After about half an hour of this most vigorous exercise, we felt the warmth coming back to our bodies, and then the hot blood began working its way out to our benumbed hands, and by-and-by we could bend our fingers again. When we felt the comfortable glow of warmth over our whole bodies, we rushed back again to the camp, and, gathering a quantity of birch bark
which we found loosely hanging from the trees, and which is very inflammable, we soon had a good fire and then our hot breakfast. At our morning devotions which followed there was a good deal of thanksgiving, and the grateful spirit continued in our hearts as we packed up our loads, harnessed up our dogs, and sped on our way. It was a very narrow escape. The King of Terrors looked us both in the face that cold morning, and very nearly chilled us into death by the icy fingers of the Frost King.
As the hours of daylight in the winter months in these high latitudes are so few, we generally roused ourselves up several hours before daylight. Often my kind-hearted men endeavoured to get up first, and have a rousing fire made and breakfast cooked, before I would awake. This, however, did not occur very often, as such a bed was not conducive to sleep; so, generally, after about four or five hours in such a state of suffocation, I was thankful to get up the instant I heard any one stirring. I would rather freeze to death than be suffocated.

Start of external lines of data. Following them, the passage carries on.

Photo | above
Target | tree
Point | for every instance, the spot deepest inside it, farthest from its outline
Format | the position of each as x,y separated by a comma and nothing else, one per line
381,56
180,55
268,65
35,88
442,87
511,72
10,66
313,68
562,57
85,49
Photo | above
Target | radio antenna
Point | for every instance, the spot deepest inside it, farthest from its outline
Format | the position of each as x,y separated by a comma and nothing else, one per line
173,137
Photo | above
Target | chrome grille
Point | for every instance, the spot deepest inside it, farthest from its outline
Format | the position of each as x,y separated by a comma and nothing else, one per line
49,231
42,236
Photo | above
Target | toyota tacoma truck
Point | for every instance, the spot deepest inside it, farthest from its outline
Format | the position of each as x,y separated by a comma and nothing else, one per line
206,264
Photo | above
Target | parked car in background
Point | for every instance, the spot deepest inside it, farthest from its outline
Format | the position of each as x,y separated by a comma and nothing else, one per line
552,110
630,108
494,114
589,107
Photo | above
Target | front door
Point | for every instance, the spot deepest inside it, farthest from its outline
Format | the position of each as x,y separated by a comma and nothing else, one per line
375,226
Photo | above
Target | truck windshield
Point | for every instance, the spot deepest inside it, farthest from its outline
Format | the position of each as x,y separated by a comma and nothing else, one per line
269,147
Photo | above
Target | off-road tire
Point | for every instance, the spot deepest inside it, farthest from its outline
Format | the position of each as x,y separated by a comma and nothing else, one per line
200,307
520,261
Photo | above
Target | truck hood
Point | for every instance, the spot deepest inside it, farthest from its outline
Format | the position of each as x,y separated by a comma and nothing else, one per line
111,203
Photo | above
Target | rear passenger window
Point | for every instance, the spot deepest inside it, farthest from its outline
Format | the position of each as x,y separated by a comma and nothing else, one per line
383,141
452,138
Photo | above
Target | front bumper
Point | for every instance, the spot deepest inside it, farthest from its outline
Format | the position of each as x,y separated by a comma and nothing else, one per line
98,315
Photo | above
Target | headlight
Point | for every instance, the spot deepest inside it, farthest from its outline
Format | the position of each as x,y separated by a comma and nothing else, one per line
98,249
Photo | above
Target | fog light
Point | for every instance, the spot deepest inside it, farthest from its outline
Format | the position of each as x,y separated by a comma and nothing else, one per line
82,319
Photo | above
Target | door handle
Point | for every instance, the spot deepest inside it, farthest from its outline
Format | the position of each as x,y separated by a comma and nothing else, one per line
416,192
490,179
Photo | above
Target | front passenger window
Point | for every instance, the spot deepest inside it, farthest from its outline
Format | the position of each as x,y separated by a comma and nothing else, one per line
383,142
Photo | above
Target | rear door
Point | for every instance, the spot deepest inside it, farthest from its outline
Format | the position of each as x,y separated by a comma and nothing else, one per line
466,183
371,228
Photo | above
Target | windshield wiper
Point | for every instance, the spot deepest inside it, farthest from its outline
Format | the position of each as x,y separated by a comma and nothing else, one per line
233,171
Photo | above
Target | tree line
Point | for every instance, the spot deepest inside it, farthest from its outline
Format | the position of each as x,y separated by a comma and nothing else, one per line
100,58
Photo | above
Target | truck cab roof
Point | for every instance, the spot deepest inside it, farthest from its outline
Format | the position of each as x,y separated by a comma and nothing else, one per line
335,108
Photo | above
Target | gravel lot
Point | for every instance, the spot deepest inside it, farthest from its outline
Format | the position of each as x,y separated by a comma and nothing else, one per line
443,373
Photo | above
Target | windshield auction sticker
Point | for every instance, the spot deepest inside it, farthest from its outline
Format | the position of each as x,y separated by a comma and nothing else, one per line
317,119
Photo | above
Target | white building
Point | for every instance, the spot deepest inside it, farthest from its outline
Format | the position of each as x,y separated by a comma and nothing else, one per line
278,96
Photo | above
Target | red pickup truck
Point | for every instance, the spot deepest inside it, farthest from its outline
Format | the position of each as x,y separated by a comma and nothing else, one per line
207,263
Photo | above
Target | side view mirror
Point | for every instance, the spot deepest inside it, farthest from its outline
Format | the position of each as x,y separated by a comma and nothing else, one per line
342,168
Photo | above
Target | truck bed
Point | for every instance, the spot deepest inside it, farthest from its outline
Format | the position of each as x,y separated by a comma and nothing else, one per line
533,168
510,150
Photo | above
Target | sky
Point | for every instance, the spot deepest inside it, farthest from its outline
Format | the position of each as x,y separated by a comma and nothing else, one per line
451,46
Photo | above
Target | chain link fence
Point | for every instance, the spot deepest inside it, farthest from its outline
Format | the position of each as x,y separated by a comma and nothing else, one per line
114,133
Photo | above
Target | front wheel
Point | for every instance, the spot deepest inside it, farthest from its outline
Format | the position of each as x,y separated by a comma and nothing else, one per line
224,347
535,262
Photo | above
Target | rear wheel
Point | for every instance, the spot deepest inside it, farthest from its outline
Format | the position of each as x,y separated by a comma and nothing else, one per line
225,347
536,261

There were times not a few when I was the first to get up, and kindle the fire and cook the breakfast before I called my faithful wearied companions, who, long accustomed to such hardships, could sleep on soundly, where for me it was an absolute impossibility. Sometimes my men, when thus aroused, would look up at the stars and say “Assam weputch,” i.e., “Very early.” All I had to do was to look gravely at my watch, and this satisfied them that it was all right. The breakfast was quickly eaten, our prayers were said, our sleds loaded, dogs captured and harnessed—with the Esquimaux ones this was not always an easy task—and we were ready to start.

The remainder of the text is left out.